Of the five drug-and-alcohol-related arrests made by Eastfield police in the last four months, three were students and four were a result of traffic stops. According to police reports, two students were arrested for possession of marijuana paraphernalia. The third was arrested for public intoxication and is listed as a previous offender. The two non-student arrests were for possession of marijuana paraphernalia and a positive substance test for heroin, respectively.
All three students were released after initial arrest with citations and a referral to Goertemiller, who also serves as Eastfield’s judiciary official when it comes to student code of conduct violations. The student arrested for public intoxication had his car keys temporarily confiscated until he returned to campus sober and was escorted to a DART pick-up location.
Students referred to Goertemiller can expect a thorough investigation into their alleged conduct violations. Once he reviews the police report in full, students are invited to meet with him and explain themselves. If he feels the student is facing a substance abuse problem, he refers them to the Counseling Center.
“I can’t mandate counseling, but I can offer it and strongly encourage it,” Goertemiller said. “I don’t know if they carry it through, though.”
Eastfield Police Chief Michael Horak encourages his officers to take a caring approach to students.
“Our goal is to build a sustainable community,” Horak said. “It’s all about community policing and keeping our students safe.”
Morrison said Eastfield police are effective at their job, which encourages students to separate drug use from campus.
“We keep it away from the school,” he said. “If you walk by the N building, you’re already at risk. They’re dedicated police, and they will search you.”
Eastfield is the only Dallas County Community College District campus to offer a substance abuse counseling certification program. Program coordinator Phillip Ortiz teaches his students the importance of prevention programs and the benefits of proactive treatment combined with crisis intervention. He believes Eastfield students are at risk.
“We’ve got at least 14,000 students,” Ortiz said. “A lot of them are probably going to have issues, and the resources are far from adequate. I have had some call the office and ask about treatment, and we cannot help.”
Only a small portion of colleges are providing organized, formal support for students suffering from substance abuse.
The Association of Recovery Schools encourages campus-based 12-step programs, events on campus to facilitate the development of substance-free social networks, counseling services with clinicians who have specified training concerning substance abuse and a focus on educating the broader campus community to reduce stigma and increase participation in peer accountability.

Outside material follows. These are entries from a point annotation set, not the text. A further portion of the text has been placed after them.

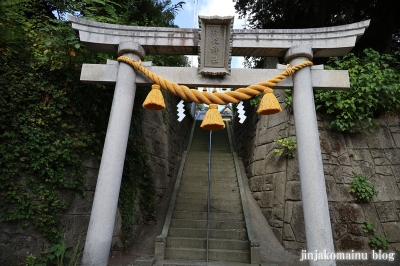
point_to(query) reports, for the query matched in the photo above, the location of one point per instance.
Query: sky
(186, 18)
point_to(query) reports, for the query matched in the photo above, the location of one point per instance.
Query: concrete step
(230, 244)
(203, 195)
(214, 254)
(198, 189)
(226, 182)
(223, 169)
(203, 207)
(224, 216)
(213, 202)
(238, 234)
(202, 224)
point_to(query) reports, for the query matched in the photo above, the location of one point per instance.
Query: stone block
(294, 247)
(292, 171)
(260, 152)
(344, 159)
(349, 213)
(358, 141)
(355, 229)
(337, 192)
(352, 242)
(386, 211)
(347, 174)
(386, 187)
(293, 190)
(392, 231)
(288, 212)
(279, 193)
(371, 215)
(277, 216)
(381, 138)
(396, 172)
(332, 143)
(91, 179)
(288, 234)
(278, 233)
(264, 199)
(297, 222)
(380, 157)
(338, 230)
(396, 138)
(81, 205)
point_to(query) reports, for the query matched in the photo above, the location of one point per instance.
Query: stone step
(215, 181)
(203, 207)
(226, 182)
(184, 242)
(238, 234)
(198, 189)
(229, 203)
(215, 169)
(214, 254)
(203, 195)
(202, 224)
(217, 216)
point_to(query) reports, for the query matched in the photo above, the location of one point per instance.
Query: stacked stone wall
(275, 182)
(166, 139)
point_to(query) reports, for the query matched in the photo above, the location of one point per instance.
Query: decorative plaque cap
(215, 45)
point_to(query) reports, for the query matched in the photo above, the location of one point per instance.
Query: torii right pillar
(313, 190)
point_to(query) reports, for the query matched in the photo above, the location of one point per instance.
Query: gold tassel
(269, 104)
(212, 120)
(154, 100)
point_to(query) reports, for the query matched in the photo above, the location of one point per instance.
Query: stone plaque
(215, 45)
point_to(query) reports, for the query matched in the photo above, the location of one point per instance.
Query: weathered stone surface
(288, 212)
(392, 231)
(387, 188)
(264, 199)
(297, 222)
(293, 190)
(351, 242)
(386, 211)
(279, 194)
(380, 139)
(288, 234)
(349, 213)
(339, 230)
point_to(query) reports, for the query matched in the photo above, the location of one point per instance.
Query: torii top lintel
(325, 42)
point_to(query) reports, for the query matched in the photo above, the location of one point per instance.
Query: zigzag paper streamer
(181, 111)
(241, 113)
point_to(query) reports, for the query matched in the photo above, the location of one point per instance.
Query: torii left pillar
(104, 209)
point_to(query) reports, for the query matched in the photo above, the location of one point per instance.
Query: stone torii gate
(294, 45)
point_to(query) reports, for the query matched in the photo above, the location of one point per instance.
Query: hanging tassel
(212, 120)
(269, 104)
(154, 100)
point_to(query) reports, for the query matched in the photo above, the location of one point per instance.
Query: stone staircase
(186, 238)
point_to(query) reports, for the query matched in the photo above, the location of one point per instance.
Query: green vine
(287, 147)
(376, 241)
(362, 189)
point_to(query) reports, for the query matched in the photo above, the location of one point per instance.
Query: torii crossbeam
(294, 45)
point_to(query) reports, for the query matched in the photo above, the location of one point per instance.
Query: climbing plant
(50, 121)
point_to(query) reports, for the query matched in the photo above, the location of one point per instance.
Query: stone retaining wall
(166, 139)
(274, 180)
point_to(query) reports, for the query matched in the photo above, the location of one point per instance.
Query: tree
(383, 35)
(48, 119)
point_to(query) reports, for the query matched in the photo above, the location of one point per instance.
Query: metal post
(104, 209)
(315, 201)
(208, 194)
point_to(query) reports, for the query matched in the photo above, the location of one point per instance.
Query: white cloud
(220, 8)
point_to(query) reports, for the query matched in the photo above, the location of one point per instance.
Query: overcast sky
(187, 17)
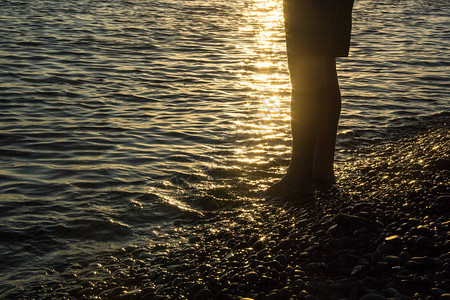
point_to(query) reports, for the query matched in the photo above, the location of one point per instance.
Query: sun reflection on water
(264, 135)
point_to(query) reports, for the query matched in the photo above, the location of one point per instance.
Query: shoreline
(381, 232)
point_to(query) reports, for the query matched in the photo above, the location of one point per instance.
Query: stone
(203, 294)
(373, 297)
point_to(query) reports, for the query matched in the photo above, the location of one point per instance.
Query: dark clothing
(318, 27)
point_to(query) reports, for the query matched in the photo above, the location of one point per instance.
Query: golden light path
(264, 75)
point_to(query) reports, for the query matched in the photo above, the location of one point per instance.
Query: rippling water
(120, 117)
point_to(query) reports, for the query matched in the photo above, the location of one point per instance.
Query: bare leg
(323, 168)
(315, 109)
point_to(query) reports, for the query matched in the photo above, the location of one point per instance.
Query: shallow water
(120, 118)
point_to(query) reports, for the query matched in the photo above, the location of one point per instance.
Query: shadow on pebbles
(381, 232)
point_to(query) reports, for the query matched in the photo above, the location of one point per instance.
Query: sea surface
(120, 118)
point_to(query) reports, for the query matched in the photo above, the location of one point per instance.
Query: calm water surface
(119, 118)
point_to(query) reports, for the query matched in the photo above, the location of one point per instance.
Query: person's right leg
(313, 102)
(323, 167)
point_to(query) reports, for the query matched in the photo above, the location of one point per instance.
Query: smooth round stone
(251, 277)
(203, 294)
(424, 242)
(391, 259)
(373, 297)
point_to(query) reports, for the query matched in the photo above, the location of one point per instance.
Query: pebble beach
(136, 136)
(380, 233)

This is the change Ramirez wants to see at Eastfield.
“School is a community hub for many students, and it would be ideal for the student body to be able to connect that community with finding resources when they need help,” Ramirez said
Neff is working to implement digital surveys that will help students self-identify the need for substance abuse support. She also wants recovery support groups like AA and NA to hold meetings on campus.

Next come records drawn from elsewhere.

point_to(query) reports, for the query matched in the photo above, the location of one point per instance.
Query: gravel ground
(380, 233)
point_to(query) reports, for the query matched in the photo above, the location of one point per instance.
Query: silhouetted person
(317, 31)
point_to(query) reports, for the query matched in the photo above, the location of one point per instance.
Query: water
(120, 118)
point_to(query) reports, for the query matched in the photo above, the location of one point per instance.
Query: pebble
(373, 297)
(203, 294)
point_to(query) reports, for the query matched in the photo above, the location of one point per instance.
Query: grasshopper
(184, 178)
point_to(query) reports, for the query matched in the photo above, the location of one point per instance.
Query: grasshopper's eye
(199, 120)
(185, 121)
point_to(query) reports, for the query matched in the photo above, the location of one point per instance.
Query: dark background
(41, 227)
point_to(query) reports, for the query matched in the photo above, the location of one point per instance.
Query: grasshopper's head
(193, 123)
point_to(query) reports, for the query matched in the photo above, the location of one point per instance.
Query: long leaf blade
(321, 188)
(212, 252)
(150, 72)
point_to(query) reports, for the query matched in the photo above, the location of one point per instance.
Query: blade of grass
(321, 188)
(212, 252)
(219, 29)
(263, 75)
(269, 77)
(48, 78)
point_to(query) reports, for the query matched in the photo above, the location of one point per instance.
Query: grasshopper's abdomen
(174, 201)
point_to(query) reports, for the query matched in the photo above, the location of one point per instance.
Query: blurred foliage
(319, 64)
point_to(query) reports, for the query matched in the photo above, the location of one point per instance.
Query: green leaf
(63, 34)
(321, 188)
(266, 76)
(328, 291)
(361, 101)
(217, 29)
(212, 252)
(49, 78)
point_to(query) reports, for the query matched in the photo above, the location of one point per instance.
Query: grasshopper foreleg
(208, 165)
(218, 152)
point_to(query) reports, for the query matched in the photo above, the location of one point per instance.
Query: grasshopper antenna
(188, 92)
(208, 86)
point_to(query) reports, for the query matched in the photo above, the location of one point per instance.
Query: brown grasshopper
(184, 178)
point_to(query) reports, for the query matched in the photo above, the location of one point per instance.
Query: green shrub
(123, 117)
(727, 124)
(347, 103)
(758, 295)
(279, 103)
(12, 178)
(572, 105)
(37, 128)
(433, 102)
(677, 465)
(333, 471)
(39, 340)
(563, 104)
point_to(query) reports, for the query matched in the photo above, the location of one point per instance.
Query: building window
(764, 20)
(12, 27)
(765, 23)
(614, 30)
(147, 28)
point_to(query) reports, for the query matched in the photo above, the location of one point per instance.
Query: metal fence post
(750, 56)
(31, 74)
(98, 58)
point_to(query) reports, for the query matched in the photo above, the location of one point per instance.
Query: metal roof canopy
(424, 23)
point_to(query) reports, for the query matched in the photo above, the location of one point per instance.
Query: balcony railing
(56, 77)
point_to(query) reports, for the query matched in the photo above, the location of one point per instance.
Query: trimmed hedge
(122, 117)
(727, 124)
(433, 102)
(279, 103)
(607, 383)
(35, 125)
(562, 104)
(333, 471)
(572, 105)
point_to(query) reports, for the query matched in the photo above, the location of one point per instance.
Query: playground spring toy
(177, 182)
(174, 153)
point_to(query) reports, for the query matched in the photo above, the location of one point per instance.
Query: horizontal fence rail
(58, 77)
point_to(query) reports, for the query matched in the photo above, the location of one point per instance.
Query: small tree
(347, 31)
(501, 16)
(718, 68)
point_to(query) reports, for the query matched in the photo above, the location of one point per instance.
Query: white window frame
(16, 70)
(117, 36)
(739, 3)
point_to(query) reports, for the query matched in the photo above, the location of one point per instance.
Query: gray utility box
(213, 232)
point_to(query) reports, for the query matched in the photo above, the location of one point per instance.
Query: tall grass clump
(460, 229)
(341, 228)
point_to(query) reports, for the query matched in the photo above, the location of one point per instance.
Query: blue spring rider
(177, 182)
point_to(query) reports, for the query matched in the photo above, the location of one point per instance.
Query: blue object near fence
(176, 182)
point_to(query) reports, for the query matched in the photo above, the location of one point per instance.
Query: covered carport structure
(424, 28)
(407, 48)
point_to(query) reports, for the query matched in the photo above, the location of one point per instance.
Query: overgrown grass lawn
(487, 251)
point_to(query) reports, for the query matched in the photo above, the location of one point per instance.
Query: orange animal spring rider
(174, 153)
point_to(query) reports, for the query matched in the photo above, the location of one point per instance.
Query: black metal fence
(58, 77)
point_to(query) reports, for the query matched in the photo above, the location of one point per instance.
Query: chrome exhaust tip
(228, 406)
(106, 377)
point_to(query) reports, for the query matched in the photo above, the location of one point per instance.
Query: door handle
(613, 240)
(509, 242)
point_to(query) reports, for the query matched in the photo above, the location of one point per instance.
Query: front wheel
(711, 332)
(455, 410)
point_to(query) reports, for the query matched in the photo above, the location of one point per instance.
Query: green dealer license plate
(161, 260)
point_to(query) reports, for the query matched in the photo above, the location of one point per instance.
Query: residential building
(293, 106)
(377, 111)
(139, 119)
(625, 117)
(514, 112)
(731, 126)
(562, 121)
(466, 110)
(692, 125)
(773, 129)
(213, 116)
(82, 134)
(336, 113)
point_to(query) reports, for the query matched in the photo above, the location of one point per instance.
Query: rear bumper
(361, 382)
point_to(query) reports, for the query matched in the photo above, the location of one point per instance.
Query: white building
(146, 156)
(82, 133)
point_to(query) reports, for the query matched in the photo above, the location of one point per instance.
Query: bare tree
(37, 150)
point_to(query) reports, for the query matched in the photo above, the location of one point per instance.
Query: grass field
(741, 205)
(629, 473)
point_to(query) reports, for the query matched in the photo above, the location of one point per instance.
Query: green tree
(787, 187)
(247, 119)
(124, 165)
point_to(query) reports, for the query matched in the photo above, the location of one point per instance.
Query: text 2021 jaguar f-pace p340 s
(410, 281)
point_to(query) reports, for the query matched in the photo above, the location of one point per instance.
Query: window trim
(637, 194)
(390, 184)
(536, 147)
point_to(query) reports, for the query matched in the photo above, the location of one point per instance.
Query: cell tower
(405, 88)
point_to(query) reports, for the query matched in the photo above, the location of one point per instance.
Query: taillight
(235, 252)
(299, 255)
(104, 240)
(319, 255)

“It’s on the big list of things to do,” Neff said.
Ortiz supports new peer support programs.
“That’s something that I probably would be open to by coordinating with Katie Neff or with other faculty, or even with some of the student organizations,” Ortiz said.
Ramirez hopes to change perception of drug use and addiction on campus through organizations such as the Human Services Honors Club.
“A lot of what we’re talking about is culture and attitude,” Ramirez said. “I think it would be really helpful if we had more promotion of ways students can hold each other accountable and facilitate help for one another.”